È proprio ritmo, infatti, la parola chiave dell’incontro: un ritmo «ancestrale», il punto d’incontro tra la prosa e la musica. Il ritmo come elemento unico in grado di tenere in bilico il significato e la musicalità, il ritmo come «la possibilità di trovare il soggetto». «Se un poeta trova il ritmo, trova quello che sta dicendo». Per Franco Buffoni, la poesia è tutta una questione di ritmo, infatti, di «consustanziazione» di musica e significato. Proprio come le sue parole, che vorticano leggere nell’aria, il cui significato, così concreto, reale, si mescola in una perfetta armonia con la musica, il dolce suono dei significanti, quasi componesse poesia in quello stesso momento.

E in fondo vicino alla finestra

Si inchioda la memoria ai ferri

Alle mani bianche fra le coperte

Senza pieghe, il corpo in mezzo.

Come appaiono dense le parole di Franco Buffoni durante l’incontro! Dense e imponenti proprio come la sua figura. Come risuona leggero e pacato il suo tono di voce! Proprio come la musica della sua poesia, così essa si presenta come una perfetta armonia di contrasti, il dolce scontrarsi tra le parole, tra i loro significati così carichi e forti e la dolce musica che esse compongono.

Jucci

La poesia di Franco Buffoni si manifesta come reale e sincera, in essa io lirico e realismo biografico coincidono, senza filtri, senza censure, la pura e, a volte, ostica verità trascritta.

Di quando, per vincere il pallore,
Ti cimentavi coi colori accesi
Il verde e il paonazzo
L’incarnato e il ranciato.
Ma perché è ondulato il mio ricordo?
Come un eternit mi lavora alle tempie
E sotto il mento mi sorprende…

Perché io innamorata sono di te,
Più ti scuoti per allontanarmi
Più io penetro in profondità.

Queste sono le parole che possiamo trovare in uno dei tanti simulati dialoghi all’interno della raccolta di poesie intitolata Jucci. Gli interlocutori di questi dialoghi fittizi sono l’io poetico di Franco Buffoni e Jucci. L’io lirico all’interno di queste poesie conserva il suo spirito diciassettenne e si trova, in questa fase della sua vita in modo particolare, in conflitto con la sua natura omosessuale, estranea agli stereotipi di amore propagandati dalla sua fervente famiglia cristian, che non manca di ostacolare la sua relazione con Jucci.

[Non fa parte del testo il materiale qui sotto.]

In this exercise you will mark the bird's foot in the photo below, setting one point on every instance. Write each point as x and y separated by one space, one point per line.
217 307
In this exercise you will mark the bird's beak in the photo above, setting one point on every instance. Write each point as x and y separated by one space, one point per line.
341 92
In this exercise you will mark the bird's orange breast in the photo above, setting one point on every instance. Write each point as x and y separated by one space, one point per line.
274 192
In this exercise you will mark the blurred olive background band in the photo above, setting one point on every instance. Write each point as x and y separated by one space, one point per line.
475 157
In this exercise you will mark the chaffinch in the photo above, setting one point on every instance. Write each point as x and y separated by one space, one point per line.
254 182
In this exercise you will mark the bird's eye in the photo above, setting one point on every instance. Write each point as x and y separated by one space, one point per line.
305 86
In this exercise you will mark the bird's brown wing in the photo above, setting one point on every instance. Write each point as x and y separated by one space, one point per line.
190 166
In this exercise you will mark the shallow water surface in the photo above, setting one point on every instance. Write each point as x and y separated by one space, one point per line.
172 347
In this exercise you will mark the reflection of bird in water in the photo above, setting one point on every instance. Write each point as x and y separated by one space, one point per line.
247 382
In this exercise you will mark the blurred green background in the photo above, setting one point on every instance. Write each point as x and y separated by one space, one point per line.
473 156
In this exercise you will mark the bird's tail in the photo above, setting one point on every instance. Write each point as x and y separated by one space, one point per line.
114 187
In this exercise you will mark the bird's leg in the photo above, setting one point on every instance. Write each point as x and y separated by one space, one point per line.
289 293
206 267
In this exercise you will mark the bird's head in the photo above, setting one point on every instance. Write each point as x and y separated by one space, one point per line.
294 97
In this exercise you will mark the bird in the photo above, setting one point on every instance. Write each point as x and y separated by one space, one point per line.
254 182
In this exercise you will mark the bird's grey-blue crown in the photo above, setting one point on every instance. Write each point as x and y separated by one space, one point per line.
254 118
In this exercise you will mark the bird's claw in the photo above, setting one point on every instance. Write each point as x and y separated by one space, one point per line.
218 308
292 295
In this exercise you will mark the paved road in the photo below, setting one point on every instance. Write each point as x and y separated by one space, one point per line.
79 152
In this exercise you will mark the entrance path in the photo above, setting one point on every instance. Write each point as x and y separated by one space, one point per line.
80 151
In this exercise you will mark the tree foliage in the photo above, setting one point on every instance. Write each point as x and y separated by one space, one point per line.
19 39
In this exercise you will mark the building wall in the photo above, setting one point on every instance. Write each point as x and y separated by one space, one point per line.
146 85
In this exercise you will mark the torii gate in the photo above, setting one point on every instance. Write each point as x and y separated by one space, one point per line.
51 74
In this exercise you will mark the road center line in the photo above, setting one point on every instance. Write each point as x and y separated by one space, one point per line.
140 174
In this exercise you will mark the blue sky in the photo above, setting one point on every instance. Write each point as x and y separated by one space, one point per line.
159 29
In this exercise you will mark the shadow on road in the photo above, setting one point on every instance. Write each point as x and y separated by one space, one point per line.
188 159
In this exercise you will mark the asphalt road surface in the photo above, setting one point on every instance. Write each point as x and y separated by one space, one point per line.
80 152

Jucci, invece, può essere considerata, per dirla con Auerbach, una figura poiché possiede una realtà storica, perché fu l’amore del Franco ventenne, che fu colta nel culmine della sua gioventù da una prematura morte a causa di un cancro scoperto poco prima, e allo stesso tempo rappresenta l’«emblema di un passato che non passa, che si protende e si inculca nel presente e che è pronto a divorarlo se il presente non si difendesse attraverso i contraccolpi della memoria e del ricordo». Jucci è una figura collocata al di fuori dei limiti del tempo e dello spazio. Jucci è l’incarnazione del dolore del protagonista che all’interno di questa raccolta inscena una vicenda universalmente utile: l’affetto per un’amante che invece dovrebbe meritare amore e che, dopo la morte di quest’ultima, finisce per diventare solo un lacerante senso di colpa.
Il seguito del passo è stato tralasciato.